Even better is our second amendment enthusiasts who will take to the streets and rooftops against perceived threats to the Constitution; as long as it's the second amendment that's threatened.

The Muslim Ban, which violates five different constitutional rights? ... eh ...
posted by sebastienbailard at 6:54 PM on February 13, 2017 [3 favorites]


Americans (as a voting bloc) think (perhaps delusionally) that they too can be one of these "jerkoff plutocrats and nutjobs who systematically enrich themselves".

Honestly, that's one of very few rational conclusions as seen from a 3rd party pov.
posted by porpoise at 6:57 PM on February 13, 2017 [1 favorite]


Porpoise: that observation's been around a good while. Witness the old (admittedly disputed) Steinbeck quote about Americans seeing themselves as "temporarily embarrassed millionaires" rather than an exploited proletariat.
posted by Archelaus at 11:05 PM on February 13, 2017


I want every single elected representative worried we're going to drag them out of their homes.

This, honestly, is the only way we will get the R congress to impeach. They are so jazzed about lowering corporate taxes, sticking it to "those people", and disenfranchisement that they are willing to accept a cabal of Russian moles! The only thing at this point that might motivate them is fearing for their lives.
posted by benzenedream at 11:15 PM on February 13, 2017 [1 favorite]


We've 100 active people in our Indivisible group. None of us are being paid. And we're organized and are in this for the long haul.
posted by persona au gratin at 11:25 PM on February 13, 2017 [3 favorites]

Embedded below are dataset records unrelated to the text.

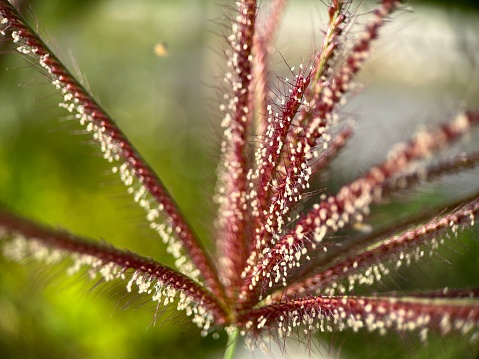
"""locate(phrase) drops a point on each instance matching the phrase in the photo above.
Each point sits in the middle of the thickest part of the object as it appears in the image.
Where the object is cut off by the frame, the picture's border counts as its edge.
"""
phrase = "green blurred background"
(168, 108)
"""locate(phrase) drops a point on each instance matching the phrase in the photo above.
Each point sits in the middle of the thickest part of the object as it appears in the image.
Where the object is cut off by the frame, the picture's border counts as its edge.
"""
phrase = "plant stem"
(231, 346)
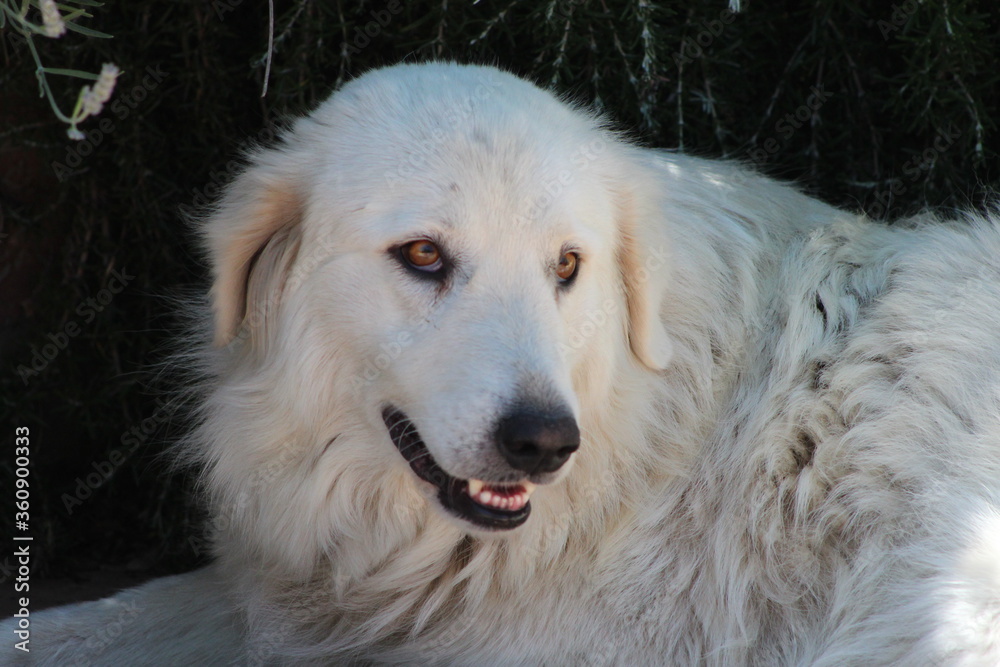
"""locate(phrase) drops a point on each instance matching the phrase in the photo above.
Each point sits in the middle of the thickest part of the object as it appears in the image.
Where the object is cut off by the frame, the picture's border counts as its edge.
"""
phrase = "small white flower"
(95, 97)
(51, 20)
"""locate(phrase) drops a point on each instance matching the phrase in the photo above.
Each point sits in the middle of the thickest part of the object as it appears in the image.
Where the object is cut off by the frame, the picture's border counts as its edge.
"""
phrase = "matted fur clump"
(491, 385)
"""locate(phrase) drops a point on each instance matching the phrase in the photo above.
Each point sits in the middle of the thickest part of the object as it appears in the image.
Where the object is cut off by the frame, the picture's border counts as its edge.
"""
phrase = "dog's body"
(788, 416)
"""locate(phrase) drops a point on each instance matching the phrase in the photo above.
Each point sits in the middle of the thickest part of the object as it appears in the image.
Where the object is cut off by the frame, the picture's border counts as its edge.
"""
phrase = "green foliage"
(53, 21)
(883, 107)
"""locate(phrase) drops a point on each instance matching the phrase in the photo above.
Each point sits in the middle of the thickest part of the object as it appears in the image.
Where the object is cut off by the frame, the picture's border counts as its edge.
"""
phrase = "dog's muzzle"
(531, 442)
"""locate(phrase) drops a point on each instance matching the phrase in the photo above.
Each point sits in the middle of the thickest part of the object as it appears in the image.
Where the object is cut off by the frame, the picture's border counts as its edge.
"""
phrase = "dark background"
(886, 109)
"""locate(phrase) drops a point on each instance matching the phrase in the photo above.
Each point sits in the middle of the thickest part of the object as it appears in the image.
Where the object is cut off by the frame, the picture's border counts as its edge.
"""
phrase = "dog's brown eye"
(422, 255)
(567, 266)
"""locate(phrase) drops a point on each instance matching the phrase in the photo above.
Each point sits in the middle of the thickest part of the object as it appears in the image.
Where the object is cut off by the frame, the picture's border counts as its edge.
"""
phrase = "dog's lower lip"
(454, 493)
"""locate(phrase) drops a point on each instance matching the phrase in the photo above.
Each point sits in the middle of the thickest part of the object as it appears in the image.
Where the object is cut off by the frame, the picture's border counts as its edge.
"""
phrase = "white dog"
(491, 386)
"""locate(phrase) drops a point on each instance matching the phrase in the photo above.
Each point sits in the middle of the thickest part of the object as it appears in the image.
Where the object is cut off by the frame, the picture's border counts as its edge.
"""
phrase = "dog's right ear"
(644, 264)
(252, 238)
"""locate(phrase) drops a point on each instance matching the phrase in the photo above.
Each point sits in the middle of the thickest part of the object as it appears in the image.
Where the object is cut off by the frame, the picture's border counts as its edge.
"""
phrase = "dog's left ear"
(644, 262)
(252, 238)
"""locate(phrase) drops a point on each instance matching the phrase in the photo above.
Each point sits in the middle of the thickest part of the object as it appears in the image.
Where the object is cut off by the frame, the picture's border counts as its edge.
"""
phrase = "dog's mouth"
(487, 505)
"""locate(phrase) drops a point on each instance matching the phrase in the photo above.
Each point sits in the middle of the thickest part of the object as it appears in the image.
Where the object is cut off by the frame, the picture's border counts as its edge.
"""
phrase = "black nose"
(537, 442)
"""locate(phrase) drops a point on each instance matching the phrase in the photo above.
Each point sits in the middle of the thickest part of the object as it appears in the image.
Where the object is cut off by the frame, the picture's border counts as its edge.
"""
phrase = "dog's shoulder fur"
(812, 477)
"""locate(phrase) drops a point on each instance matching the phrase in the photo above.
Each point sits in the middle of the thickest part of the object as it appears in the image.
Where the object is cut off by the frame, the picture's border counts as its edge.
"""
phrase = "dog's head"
(443, 262)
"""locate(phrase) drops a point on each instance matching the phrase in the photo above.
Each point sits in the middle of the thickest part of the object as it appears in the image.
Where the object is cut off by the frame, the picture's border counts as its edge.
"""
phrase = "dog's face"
(449, 244)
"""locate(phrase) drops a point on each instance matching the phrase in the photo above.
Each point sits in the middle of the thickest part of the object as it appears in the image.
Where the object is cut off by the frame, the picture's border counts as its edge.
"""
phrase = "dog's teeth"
(500, 497)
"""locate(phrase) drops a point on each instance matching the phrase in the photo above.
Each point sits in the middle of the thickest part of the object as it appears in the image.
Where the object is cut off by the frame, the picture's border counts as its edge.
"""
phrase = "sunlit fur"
(790, 414)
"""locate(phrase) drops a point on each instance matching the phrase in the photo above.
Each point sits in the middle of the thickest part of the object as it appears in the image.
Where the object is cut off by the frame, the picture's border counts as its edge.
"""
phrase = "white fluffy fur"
(790, 414)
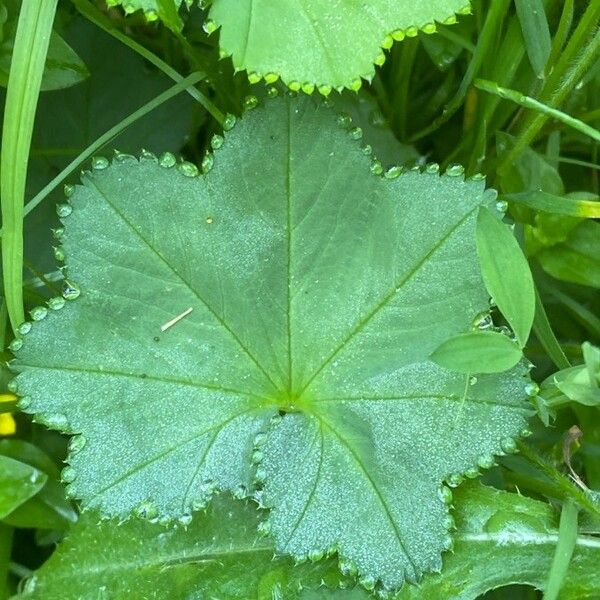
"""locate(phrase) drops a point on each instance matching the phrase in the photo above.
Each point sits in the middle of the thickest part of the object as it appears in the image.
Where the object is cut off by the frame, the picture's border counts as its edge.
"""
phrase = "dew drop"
(368, 583)
(455, 170)
(501, 206)
(207, 162)
(486, 462)
(24, 403)
(344, 120)
(63, 210)
(482, 321)
(250, 102)
(347, 568)
(70, 291)
(15, 346)
(445, 494)
(167, 160)
(376, 168)
(356, 133)
(38, 313)
(188, 169)
(56, 303)
(99, 163)
(532, 389)
(229, 122)
(216, 141)
(508, 445)
(68, 475)
(393, 172)
(264, 528)
(254, 77)
(146, 510)
(77, 443)
(24, 328)
(185, 520)
(59, 253)
(209, 26)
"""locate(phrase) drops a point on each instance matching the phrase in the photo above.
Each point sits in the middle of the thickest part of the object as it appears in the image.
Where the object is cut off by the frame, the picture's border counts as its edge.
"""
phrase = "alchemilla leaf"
(321, 43)
(266, 329)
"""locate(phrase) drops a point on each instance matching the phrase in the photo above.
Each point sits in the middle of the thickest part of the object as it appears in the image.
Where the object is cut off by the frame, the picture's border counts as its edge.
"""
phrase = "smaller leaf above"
(478, 352)
(506, 273)
(329, 44)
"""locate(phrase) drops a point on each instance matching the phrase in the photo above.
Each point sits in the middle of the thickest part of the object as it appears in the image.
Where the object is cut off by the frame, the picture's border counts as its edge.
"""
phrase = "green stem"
(491, 87)
(544, 333)
(24, 83)
(567, 487)
(109, 135)
(6, 537)
(99, 19)
(567, 538)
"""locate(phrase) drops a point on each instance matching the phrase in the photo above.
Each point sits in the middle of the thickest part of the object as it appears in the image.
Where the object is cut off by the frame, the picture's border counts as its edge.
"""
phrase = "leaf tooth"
(445, 495)
(167, 160)
(188, 169)
(146, 155)
(64, 209)
(454, 479)
(455, 170)
(486, 462)
(122, 157)
(146, 510)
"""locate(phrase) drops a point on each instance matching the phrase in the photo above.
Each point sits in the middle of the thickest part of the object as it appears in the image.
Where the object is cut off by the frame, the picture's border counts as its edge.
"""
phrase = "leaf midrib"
(399, 285)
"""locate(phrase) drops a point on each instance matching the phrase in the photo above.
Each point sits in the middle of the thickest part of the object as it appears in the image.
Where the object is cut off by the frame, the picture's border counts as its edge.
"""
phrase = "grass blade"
(558, 205)
(536, 33)
(506, 273)
(112, 133)
(567, 537)
(528, 102)
(25, 79)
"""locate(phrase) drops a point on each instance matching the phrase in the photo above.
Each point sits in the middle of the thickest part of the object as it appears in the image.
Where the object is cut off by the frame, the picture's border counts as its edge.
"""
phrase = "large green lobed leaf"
(318, 292)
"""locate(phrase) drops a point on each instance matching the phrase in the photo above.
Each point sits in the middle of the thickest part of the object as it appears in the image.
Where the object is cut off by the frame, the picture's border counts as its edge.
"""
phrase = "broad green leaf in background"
(577, 259)
(63, 67)
(218, 555)
(18, 483)
(501, 538)
(322, 43)
(506, 273)
(48, 508)
(317, 293)
(478, 352)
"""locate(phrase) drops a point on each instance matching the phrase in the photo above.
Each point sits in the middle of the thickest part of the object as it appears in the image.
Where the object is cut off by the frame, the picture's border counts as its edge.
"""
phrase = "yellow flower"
(7, 422)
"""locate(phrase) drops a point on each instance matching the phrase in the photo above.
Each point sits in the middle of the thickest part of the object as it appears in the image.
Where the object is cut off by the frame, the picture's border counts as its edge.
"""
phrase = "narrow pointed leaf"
(287, 280)
(478, 352)
(506, 273)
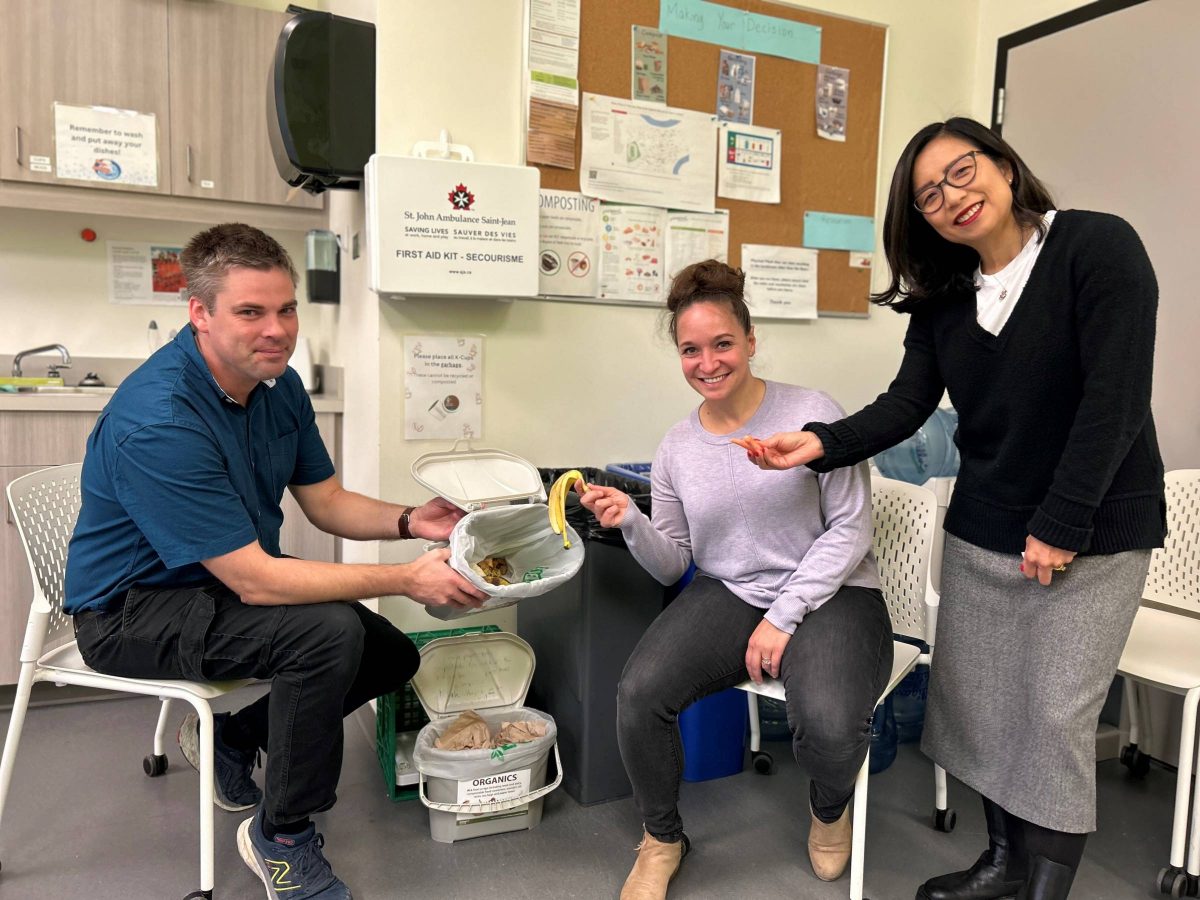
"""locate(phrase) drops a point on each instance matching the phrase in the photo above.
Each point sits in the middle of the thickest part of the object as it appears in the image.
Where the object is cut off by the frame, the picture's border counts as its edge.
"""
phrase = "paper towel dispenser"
(321, 101)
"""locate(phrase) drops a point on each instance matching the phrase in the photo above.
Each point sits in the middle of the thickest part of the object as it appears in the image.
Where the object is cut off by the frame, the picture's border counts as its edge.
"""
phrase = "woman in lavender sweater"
(786, 585)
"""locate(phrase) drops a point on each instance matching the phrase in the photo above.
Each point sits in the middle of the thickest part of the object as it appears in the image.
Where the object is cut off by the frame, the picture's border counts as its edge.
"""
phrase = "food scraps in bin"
(467, 732)
(471, 732)
(495, 570)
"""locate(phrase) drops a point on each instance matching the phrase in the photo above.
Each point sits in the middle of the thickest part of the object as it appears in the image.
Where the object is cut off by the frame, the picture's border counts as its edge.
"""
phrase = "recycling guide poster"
(569, 238)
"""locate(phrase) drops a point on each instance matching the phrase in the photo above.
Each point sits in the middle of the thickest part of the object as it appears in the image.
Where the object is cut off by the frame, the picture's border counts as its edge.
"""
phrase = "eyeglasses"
(959, 173)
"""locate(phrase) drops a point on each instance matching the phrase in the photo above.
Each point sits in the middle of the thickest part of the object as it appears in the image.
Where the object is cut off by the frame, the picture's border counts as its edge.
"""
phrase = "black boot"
(1048, 881)
(989, 879)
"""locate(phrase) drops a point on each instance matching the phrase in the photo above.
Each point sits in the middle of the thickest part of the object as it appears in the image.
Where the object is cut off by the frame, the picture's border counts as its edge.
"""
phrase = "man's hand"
(1041, 561)
(435, 583)
(435, 520)
(766, 651)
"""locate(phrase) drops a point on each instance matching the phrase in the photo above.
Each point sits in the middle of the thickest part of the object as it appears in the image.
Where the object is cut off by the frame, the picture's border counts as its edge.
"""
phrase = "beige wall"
(54, 285)
(564, 383)
(582, 384)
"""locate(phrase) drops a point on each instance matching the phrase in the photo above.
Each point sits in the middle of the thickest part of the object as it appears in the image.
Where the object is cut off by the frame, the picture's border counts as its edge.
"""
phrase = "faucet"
(35, 352)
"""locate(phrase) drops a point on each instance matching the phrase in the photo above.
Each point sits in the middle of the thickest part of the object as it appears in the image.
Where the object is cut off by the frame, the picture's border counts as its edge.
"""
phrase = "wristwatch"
(405, 522)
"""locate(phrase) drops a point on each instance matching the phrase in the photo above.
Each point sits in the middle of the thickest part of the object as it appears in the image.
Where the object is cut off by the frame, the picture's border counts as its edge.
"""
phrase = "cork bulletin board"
(816, 174)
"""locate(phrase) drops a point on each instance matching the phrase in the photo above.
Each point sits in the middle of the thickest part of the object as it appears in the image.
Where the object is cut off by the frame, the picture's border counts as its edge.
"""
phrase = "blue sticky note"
(781, 37)
(838, 231)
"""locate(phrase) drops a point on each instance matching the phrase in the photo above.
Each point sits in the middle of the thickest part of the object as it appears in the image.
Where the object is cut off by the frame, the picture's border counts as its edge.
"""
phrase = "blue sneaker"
(292, 867)
(234, 786)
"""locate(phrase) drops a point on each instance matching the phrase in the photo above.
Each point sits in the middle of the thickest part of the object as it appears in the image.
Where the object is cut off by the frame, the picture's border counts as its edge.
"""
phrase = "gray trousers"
(833, 671)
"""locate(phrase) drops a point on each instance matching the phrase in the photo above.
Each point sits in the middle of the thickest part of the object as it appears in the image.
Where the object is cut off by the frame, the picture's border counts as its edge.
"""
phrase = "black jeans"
(323, 660)
(833, 671)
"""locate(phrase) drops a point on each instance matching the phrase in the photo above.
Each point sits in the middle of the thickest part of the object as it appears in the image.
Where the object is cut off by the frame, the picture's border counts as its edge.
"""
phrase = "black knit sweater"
(1055, 431)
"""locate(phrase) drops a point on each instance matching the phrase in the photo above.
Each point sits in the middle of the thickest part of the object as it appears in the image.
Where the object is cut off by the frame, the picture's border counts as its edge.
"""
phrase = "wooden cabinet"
(199, 66)
(220, 67)
(34, 439)
(79, 53)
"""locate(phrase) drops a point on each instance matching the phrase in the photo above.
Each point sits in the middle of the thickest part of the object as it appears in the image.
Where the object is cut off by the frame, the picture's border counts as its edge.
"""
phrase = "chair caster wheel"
(763, 762)
(1173, 881)
(945, 820)
(1135, 761)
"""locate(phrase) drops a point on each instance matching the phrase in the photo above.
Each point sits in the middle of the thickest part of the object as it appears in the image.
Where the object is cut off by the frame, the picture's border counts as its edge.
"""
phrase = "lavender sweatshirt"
(784, 541)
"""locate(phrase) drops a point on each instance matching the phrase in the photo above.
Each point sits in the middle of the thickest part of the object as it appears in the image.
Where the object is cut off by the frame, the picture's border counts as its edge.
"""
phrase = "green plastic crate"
(401, 711)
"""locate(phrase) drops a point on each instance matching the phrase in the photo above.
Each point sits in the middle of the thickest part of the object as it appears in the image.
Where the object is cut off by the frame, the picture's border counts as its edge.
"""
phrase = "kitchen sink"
(70, 389)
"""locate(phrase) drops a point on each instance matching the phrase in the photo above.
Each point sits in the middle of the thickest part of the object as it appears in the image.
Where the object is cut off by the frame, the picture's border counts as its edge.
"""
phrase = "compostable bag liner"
(522, 535)
(466, 765)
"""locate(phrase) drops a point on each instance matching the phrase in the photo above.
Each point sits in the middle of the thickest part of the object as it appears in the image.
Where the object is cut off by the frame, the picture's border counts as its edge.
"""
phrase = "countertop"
(95, 402)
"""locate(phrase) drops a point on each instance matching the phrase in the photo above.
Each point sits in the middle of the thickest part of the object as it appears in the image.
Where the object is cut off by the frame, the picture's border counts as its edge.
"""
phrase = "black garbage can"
(582, 634)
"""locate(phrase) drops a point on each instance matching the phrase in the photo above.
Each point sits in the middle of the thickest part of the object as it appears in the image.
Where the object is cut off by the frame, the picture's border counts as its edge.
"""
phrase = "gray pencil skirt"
(1020, 672)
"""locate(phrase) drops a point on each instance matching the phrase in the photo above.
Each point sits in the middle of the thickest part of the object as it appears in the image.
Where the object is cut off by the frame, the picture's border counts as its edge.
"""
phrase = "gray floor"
(83, 821)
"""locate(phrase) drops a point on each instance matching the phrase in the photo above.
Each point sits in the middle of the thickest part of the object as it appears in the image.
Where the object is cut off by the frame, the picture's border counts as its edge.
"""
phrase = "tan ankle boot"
(657, 864)
(829, 846)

Representative Katko R NY holds telephone town halls with a thousand people on the line. Worse is there is no set date or time- you have to register online and when he decides to have one you get a phone call. If you don't answer you've lost you turn.

Sounds like it may be more useful writing letters to the editor of their local newspapers.
posted by sebastienbailard at 12:10 AM on February 14, 2017


That assumes that there is a local paper, and that anyone reads it.
posted by ArbitraryAndCapricious at 12:30 AM on February 14, 2017


[The Tea Party] was a mass political movement that, like many movements, had elite support but was primarily driven by indivuals volunteering their time and energy to enact political change.

I'm sure that's true, but it ignores the real effect of organizations like Americans for Prosperity, whose annual spending is close to $90 million, and who were/are a major supporter of the Tea Party. Not to ignore the volunteers and their passion for political change, but "elite support" means huge resources and money that "left" organizations don't seem to have access to.
posted by sneebler at 8:16 AM on February 14, 2017 [8 favorites]


It was AFP's deep pockets that made it possible for all the Tea Partiers to do all the things they did instead of holding down actual jobs. Some of them figured out the game & turned it into their own little grift, taking in money from various sources & spending it back out on themselves instead of the movement.
posted by scalefree at 12:18 PM on February 14, 2017 [3 favorites]


See: Sarah Palin.
posted by Room 641-A at 1:00 PM on February 14, 2017 [1 favorite]


[The Tea Party] was a mass political movement that, like many movements, had elite support but was primarily driven by indivuals volunteering their time and energy to enact political change.
THAT IS THE MOST OBVIOUS "ALTERNATIVE FACT" (LIE) OF THE PAST TEN YEARS. Well, next to "Donald Trump is a Billionaire".